4. Star Wars. Yes, I'm a geek, and I love every minute of it. I saw Star Wars in 1977, when I was six, and it was the biggest thing I had ever seen. It started me on my life-long love of science fiction and fantasy, and helped inspire my goal of becoming a professional writer. I loves me some Star Trek, too, and there are lots of other quality films and books that inspire me, but Star Wars will always be the first and biggest.

5. Wasted days. A chilly, rainy day spent indoors reading (or just doing whatever it is I feel like doing) is a boon to the soul.

6. The art of Arthur Rackham. You've seen his art, you probably just don't realize it.

7. Stuff like this. I can't help it; it makes me laugh every time I see it.

8. That moment of excitement and joy that comes when you get a great idea for a story, or when you break through with a bit you've been having trouble with. That burst of creativity is one of the main reasons I love telling stories.

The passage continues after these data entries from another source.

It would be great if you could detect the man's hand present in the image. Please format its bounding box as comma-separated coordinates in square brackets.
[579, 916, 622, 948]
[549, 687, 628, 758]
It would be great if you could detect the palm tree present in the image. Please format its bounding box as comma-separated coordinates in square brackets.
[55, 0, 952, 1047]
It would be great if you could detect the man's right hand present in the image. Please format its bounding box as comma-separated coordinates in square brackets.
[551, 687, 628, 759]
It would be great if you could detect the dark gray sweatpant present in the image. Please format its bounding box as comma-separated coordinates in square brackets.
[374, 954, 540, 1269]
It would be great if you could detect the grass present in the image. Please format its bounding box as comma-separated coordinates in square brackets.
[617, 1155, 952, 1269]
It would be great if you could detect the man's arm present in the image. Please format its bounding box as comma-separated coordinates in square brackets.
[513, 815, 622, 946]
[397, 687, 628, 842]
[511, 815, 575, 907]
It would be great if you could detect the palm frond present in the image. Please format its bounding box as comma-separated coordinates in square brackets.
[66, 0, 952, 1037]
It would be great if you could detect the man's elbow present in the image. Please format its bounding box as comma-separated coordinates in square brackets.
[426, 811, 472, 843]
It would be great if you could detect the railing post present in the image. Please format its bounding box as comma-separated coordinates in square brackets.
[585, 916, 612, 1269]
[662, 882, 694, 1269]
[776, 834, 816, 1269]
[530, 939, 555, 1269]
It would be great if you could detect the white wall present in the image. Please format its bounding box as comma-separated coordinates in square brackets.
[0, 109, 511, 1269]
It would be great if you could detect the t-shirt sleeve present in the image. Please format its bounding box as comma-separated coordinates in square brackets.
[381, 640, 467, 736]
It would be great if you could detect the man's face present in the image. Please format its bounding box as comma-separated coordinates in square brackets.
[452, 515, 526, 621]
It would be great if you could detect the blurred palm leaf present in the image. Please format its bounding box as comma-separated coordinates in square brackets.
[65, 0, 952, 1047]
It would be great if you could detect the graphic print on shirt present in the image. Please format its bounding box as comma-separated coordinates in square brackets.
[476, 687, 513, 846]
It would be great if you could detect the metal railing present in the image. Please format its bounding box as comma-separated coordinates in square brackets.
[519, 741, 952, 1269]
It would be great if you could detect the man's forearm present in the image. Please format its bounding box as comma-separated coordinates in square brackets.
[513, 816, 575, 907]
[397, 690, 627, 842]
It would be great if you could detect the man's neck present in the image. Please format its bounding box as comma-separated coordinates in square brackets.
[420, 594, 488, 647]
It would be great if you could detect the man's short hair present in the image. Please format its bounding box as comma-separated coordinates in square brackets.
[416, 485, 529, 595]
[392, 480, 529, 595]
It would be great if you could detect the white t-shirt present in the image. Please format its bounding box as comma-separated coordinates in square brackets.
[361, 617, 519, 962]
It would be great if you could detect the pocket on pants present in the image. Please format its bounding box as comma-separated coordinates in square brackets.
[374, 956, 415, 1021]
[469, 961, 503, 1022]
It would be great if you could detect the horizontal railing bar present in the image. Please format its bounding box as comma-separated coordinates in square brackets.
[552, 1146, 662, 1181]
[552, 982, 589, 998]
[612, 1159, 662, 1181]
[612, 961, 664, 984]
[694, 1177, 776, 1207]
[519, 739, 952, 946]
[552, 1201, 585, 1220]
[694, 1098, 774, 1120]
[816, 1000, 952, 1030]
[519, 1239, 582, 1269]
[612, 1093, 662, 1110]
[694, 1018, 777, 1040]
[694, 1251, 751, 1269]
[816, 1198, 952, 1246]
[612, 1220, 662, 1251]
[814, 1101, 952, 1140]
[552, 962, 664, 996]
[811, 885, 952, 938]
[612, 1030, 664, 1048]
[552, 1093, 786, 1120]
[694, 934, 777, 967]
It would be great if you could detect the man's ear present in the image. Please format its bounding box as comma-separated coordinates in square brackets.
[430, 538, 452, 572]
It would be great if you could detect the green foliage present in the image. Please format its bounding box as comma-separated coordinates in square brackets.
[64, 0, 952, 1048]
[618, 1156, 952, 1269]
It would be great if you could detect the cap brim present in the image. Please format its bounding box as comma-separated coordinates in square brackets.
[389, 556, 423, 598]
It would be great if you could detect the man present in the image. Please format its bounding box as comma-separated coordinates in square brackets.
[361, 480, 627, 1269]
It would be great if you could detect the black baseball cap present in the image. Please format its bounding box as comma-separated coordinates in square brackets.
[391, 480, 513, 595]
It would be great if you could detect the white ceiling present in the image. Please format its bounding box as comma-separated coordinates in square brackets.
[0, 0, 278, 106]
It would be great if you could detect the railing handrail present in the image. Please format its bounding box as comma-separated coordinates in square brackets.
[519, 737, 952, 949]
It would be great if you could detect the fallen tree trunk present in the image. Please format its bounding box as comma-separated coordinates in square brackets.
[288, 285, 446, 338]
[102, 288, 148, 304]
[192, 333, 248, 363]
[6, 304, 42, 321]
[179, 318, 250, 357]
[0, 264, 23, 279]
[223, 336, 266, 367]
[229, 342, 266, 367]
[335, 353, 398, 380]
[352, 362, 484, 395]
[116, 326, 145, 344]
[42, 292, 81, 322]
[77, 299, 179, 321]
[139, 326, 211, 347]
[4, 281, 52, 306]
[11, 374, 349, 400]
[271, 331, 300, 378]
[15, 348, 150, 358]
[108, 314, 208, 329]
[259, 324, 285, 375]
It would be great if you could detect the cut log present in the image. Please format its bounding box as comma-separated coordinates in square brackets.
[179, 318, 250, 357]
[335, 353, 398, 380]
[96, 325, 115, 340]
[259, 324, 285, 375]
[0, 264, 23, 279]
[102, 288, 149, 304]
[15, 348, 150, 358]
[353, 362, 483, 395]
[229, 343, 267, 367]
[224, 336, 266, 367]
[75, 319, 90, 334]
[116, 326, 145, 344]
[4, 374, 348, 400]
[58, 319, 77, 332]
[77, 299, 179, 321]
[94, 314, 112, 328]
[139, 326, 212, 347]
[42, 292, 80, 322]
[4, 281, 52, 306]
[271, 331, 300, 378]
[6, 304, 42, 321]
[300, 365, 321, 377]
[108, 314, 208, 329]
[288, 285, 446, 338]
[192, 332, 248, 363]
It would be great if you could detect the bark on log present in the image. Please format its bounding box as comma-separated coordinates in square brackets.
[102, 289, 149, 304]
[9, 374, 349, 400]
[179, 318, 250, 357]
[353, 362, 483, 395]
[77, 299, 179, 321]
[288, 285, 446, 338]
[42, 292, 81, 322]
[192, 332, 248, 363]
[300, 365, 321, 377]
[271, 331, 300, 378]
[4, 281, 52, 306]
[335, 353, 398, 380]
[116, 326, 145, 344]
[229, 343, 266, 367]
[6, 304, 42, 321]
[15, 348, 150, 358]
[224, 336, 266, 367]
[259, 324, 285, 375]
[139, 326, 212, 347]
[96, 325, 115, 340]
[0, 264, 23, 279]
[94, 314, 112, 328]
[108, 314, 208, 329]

9. The folks at the sci-fi/fantasy forums at Writer's Digest. Not only have I learned a great deal about honing my craft from the amazingly talented writers who frequent the forums, I consider them friends, and value the sense of community I found there.

10. A quiet, starlit night.

I'm supposed to pass this on to five others whose blogs I enjoy, so here we go, in no particular order:

Nicole--a relatively new acquaintance, I've come to enjoy her story-telling and her voice.
Amber--Amber is going to Korea soon, and will be posting the experience on her blog. I look forward to vicariously visiting another country.
Mr. Door Tree--I'm a big comic book fan (surprising, innit?)as well as many other types of illustrative story-telling, and this blog has been a fountain of wonder.
Brandi--Quite honestly, one of the best writers I've had the pleasure of meeting.
Kim--Kim is a wonderful, caring person, and I enjoy her views on life and literature. Plus, she has the word "dystopian" in her blog heading, and that's just cool.

There are several other folks I would like to mention, but most of them have already been given this award by someone else, plus I could only pick five.

So now you know a little bit more about me and the things that make me happy. Some of you may find this interesting, some may find it disturbing.

But I hope it makes most of you happy.